De Nederlandse beroepsbevolking bestaat voor ruim 40% uit mbo’ers, en voor 28% uit hbo’ers en wo’ers. De laatste groep weet over het algemeen de eigen ontwikkeling tijdens de loopbaan goed gestalte te geven. Voor mbo’ers daarentegen is dat minder ‘gewoon’. Ton Heerts: “Dat heeft een aantal oorzaken. Een belangrijke is dat het hbo en wo volwassenen die willen bij-, om- of herscholen mogelijkheden kunnen bieden om, naast hun baan, een kortdurende opleiding of een module te volgen. In het mbo kan dat helaas niet. Dat betekent dat als je in het mbo als door- of herstarter alleen een volledige opleiding kunt gaan doen. En dat is niet te combineren als je daarnaast ook nog een baan hebt en een gezin hebt te onderhouden.” Heerts juicht dan ook toe dat de SER het kabinet nu adviseert om met spoed de regelgeving aan te passen die een flexibel leer- en ontwikkelaanbod voor werkenden in de weg staat. “Doorpakken is belangrijk nu. Mbo-scholen willen graag responsief zijn, aan volwassenen onderdelen van opleidingen kunnen aanbieden, met bijvoorbeeld certificaten. Dat geeft dan ook ruimte om werkenden en werkzoekenden weerbaarder te maken op een steeds sneller veranderende arbeidsmarkt. En het moet ruimte geven om snel te kunnen bijdragen aan het oplossen van de enorme vraag op de arbeidsmarkt nu. We moeten echt toe naar een leercultuur.”
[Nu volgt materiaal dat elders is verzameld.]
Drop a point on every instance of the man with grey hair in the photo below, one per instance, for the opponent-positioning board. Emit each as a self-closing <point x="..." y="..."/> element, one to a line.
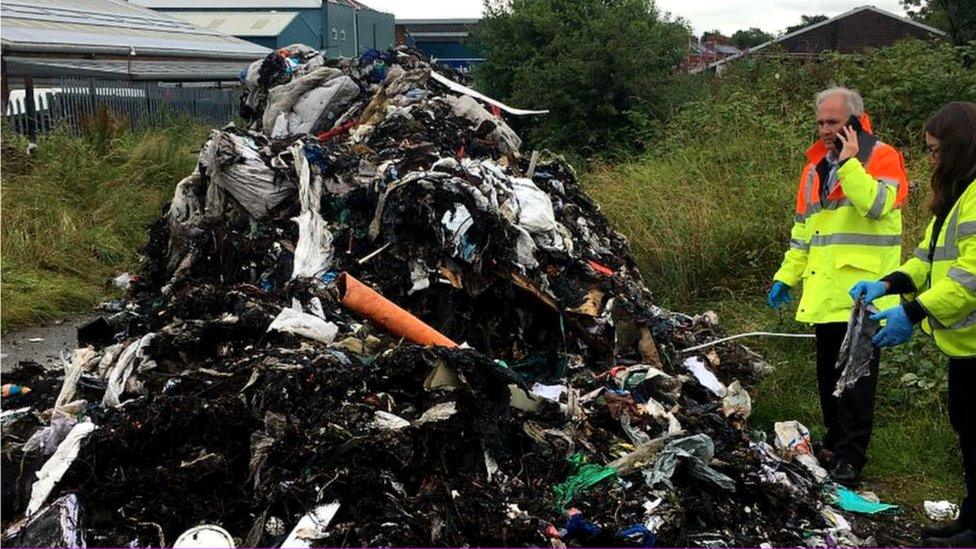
<point x="847" y="224"/>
Versterken van regionale, sectorale en landelijke samenwerking
De SER onderstreept dat het mbo nu en in de toekomst te maken krijgt met de gevolgen van grote transities onder invloed van technologisering, robotisering, automatisering en verduurzaming. Terugloop in studentenaantallen door demografische krimp en vergrijzing van de docentenpopulatie stellen het mbo de komende jaren eveneens voor uitdagingen. Met het stellen van vijf prioriteiten wil de SER bijdragen aan het aangaan van deze uitdagingen. Naast een leven lang ontwikkelen concentreert de SER zich in het rapport op het duurzaam toerusten voor arbeidsmarkt en samenleving, een daadkrachtige integrale aanpak van kwetsbare jongeren, het versterken van regionale, sectorale en landelijke samenwerking en het stimuleren van scholen om lerende organisaties te worden met ruimte voor professionals. Heerts: “Deze prioriteiten passen bij de doelstellingen die het mbo zelf heeft geformuleerd voor de komende jaren. De adviezen van de SER zullen we meenemen in de verdere uitwerking daarvan, waarbij we nadrukkelijk onze SBB-partners het bedrijfsleven, de werknemersorganisaties en andere partners zoals gemeentes en andere lokale en regionale overheden zullen betrekken. Het mbo is het scharnierpunt in de economie en samenleving en wil graag samenwerken om jongeren, kwetsbare groepen waaronder jongeren en volwassenen met een te grote afstand tot de arbeidsmarkt, werkenden, werkzoekenden en nieuwkomers verder te helpen. Geef dat mbo dan ook het vertrouwen en de rust die het verdient.”